Everything is configurable — swap agents, change self-review intensity, give the agent more ideas to try, or raise the acceptance bar. The main knobs in configs/*.yaml:
| Knob | What it does |
|---|---|
agent.type / agent.model |
Which CLI agent runs the research (claude / codex / kimi / minimax) and which model it uses. |
agent.max_turns, ideation_timeout, paper_timeout |
Per-stage turn and wall-clock budgets for the researcher. |
self_review.max_retries_per_gate |
How many times each gate (idea / experiment / paper) can send itself back for revision. |
self_review.thresholds.{idea,experiment,paper} |
The score each self-review must clear to pass (default: idea 8, experiment 6, paper 8). |
experiment.max_experiment_retries_per_idea |
How many times the agent can retry failed experiments before abandoning an idea. |
pipeline.max_ideas_per_seed |
How many fresh research ideas to try on one seed before giving up. |
review.agents |
Which CLI agents act as peer reviewers, with optional per-reviewer model/timeout. |
review.accept_threshold |
Cutoff for accept vs. revise vs. reject after peer review. |
See configs/8xa6000.yaml for a full annotated example.
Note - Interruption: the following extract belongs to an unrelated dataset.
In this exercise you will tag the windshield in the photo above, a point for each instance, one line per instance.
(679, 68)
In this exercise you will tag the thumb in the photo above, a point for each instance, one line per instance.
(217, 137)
We employ a peer-review protocol (PR) where all three CLI agents review every paper alongside its code, logs, and results.json — enabling systematic checks for fabricated or unsupported results. We additionally use the Stanford Agentic Reviewer (SAR) for external, PDF-only validation.
If you find our project useful, please cite:
@misc{researcharena2026,
title = {How Far Are We From True Auto Research?},
author = {Zhang, Zhengxin and Wang, Ning and Galhotra, Sainyam and Cardie, Claire},
year = {2026},
note = {Cornell University. \url{https://youarespecialtome.github.io/ResearchArena/}}
}
Released under the MIT License — see LICENSE.